The Sri Lankan squad arrived in Lahore under "extraordinary" security and made their way to the team's hotel in a bomb-proof bus. Ahead of the T20I in Lahore, Cricket Sri Lanka's president Thilanga Sumathipala said that the team was privileged to be in Pakistan and that he would help support the country in hosting more tours. Najam Sethi, then chairman of the PCB, said that this fixture would be the start of international cricket's return to the country, and that he expected every country to play in Pakistan by the end of 2020. Pakistan went on to win the T20I series 3–0. Following the conclusion of the match, the Asian Cricket Council announced that the 2018 ACC Emerging Teams Asia Cup would be played in Pakistan in April.
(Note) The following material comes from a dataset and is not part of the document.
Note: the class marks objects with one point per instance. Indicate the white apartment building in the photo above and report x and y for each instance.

However, the tournament was moved to December 2018, with Pakistan and Sri Lanka co-hosting the event.

==Squads==

| Tests |  | ODIs |  | T20Is |  |
|---|---|---|---|---|---|
| Pakistan | Sri Lanka | Pakistan | Sri Lanka | Pakistan | Sri Lanka |
| Sarfaraz Ahmed (c, wk); Mohammad Abbas; Azhar Ali; Hasan Ali; Mohammad Amir; Mohammad Asghar; Bilal Asif; Sami Aslam; Babar Azam; Mir Hamza; Shan Masood; Wahab Riaz; Usman Salahuddin; Asad Shafiq; Yasir Shah; Haris Sohail; | Dinesh Chandimal (c); Lahiru Thirimanne (vc); Niroshan Dickwella (wk); Vishwa Fernando; Lahiru Gamage; Rangana Herath; Dimuth Karunaratne; Suranga Lakmal; Kusal Mendis; Dilruwan Perera; Nuwan Pradeep; Sadeera Samarawickrama; Lakshan Sandakan; Kaushal Silva; Roshen Silva; | Sarfaraz Ahmed (c, wk); Hasan Ali; Mohammad Amir; Faheem Ashraf; Babar Azam; Mohammad Hafeez; Junaid Khan; Shadab Khan; Shoaib Malik; Rumman Raees; Ahmed Shehzad; Usman Shinwari; Haris Sohail; Imad Wasim; Fakhar Zaman; Imam-ul-Haq ; | Upul Tharanga (c); Dushmantha Chameera; Dinesh Chandimal; Akila Dananjaya; Niroshan Dickwella (wk); Vishwa Fernando; Lahiru Gamage; Chamara Kapugedera; Suranga Lakmal; Kusal Mendis; Thisara Perera; Nuwan Pradeep; Seekkuge Prasanna; Sadeera Samarawickrama; Milinda Siriwardana; Lahiru Thirimanne; Jeffrey Vandersay; | Sarfaraz Ahmed (c, wk); Hasan Ali; Umar Amin; Mohammad Amir; Faheem Ashraf; Babar Azam; Mohammad Hafeez; Shadab Khan; Shoaib Malik; Mohammad Nawaz; Rumman Raees; Ahmed Shehzad; Usman Shinwari; Imad Wasim; Aamer Yamin; Fakhar Zaman; | Thisara Perera (c); Minod Bhanuka; Chaturanga de Silva; Vishwa Fernando; Lahiru Gamage; Danushka Gunathilaka; Dilshan Munaweera; Sachith Pathirana; Seekkuge Prasanna; Ashan Priyanjan; Sadeera Samarawickrama; Vikum Sanjaya; Dasun Shanaka; Isuru Udana; Mahela Udawatte; Jeffrey Vandersay; |

Ahead of the ODI series, Mohammad Amir was ruled out of Pakistan's squad with an injury, with Usman Shinwari added as his replacement. Nuwan Pradeep was ruled out of Sri Lanka's ODI squad with an injury, with Lahiru Gamage added as his replacement. Ahead of the third ODI, Sadeera Samarawickrama was added to Sri Lanka's ODI squad.